EDA Flashcards
Exploratory Data Analysis
What is the relationship between dependend and independ variable in Machine Learning task
For any machine learning algorithm , we will be using independent variable to predict the dependent variable
Input and output variable?
Statistic perspective
Those columns that are the inputs are referred to as input variables.
Whereas the column of data that you may not always have and that you would like to predict for new input data in the future is called the output variable. It is also called the response variable.
Computer science perspective
A row often describes an entity (like a person) or an observation about an entity. As such, the columns for a row are often referred to as attributes of the observation. When modeling a problem and making predictions, we may refer to input attributes and output attributes.
output attribute = program(input attributes)
Another name for columns is features, used for the same reason as attribute, where a feature describes some property of the observation. This is more common when working with data where features must be extracted from the raw data in order to construct an observation.

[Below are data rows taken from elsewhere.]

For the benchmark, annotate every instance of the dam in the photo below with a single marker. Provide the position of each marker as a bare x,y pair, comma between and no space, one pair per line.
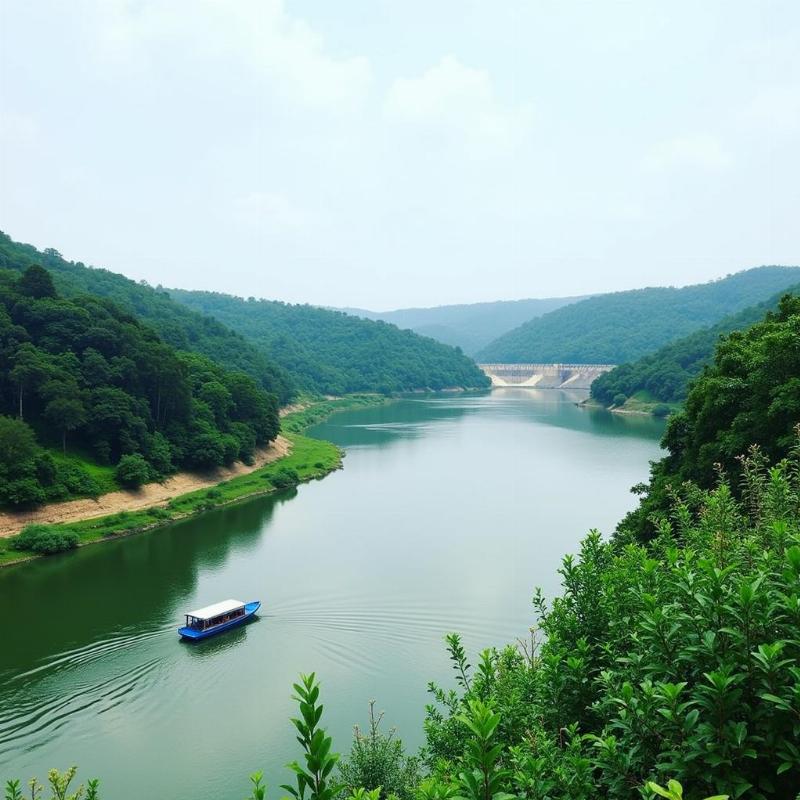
545,376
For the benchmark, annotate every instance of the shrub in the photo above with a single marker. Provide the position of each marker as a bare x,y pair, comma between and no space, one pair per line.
76,480
378,761
285,477
22,493
44,539
157,512
661,410
132,471
660,662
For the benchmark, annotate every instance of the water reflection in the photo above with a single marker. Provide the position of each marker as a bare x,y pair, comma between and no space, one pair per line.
447,514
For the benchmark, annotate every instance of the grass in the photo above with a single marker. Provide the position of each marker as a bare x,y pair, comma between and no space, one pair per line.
103,474
643,402
309,459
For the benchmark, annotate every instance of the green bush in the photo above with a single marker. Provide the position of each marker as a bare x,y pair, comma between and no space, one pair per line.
660,661
44,539
378,761
285,477
132,471
22,493
76,480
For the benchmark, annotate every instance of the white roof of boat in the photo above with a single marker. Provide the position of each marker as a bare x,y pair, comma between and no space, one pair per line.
216,609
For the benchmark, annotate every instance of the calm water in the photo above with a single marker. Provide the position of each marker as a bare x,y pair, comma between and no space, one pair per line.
448,513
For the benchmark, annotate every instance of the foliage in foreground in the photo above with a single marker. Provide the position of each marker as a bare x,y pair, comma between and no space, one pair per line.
749,395
665,669
666,374
677,660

Another computer science phrasing is that for a row of data or an observation as an instance. This is used because a row may be considered a single example or single instance of data observed or generated by the problem domain.
prediction = program(instance)
What is input vector?
Typically, you have more than one input variable. In this case the group of input variables are referred to as the input vector.

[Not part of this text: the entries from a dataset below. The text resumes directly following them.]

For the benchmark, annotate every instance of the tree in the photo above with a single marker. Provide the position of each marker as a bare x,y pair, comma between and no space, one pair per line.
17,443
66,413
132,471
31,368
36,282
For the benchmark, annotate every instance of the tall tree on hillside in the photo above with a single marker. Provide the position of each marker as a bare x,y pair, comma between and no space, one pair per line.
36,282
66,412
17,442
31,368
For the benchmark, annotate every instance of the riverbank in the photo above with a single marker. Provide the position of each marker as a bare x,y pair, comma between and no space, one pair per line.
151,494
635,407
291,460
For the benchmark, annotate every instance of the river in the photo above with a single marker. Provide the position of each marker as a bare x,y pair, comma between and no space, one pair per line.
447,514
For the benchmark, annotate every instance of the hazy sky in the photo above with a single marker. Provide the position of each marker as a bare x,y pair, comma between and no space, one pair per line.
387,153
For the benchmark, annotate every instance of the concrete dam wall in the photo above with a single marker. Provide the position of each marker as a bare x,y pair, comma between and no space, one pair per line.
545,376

Dependent and Indepenede and relation to input and output?
For example, a statistics text may talk about the input variables as independent variables and the output variable as the dependent variable. This is because in the phrasing of the prediction problem the output is dependent or a function of the input or independent variables.
dependent variable = f(independent variables)
he data is described using a short hand in equations and descriptions of machine learning algorithms. The standard shorthand used in the statistical perspective is to refer to the input variables as capital “x” (X) and the output variables as capital “y” (Y). Y = f(X)
Models and Algorithm
There is one final note of clarification that is important and that is between algorithms and models.
This can be confusing as both algorithm and model can be used interchangeably.
A perspective that I like is to think of the model as the specific representation learned from data and the algorithm as the process for learning it.
model = algorithm(data)
For example, a decision tree or a set of coefficients are a model and the C5.0 and Least Squares Linear Regression are algorithms to learn those respective models.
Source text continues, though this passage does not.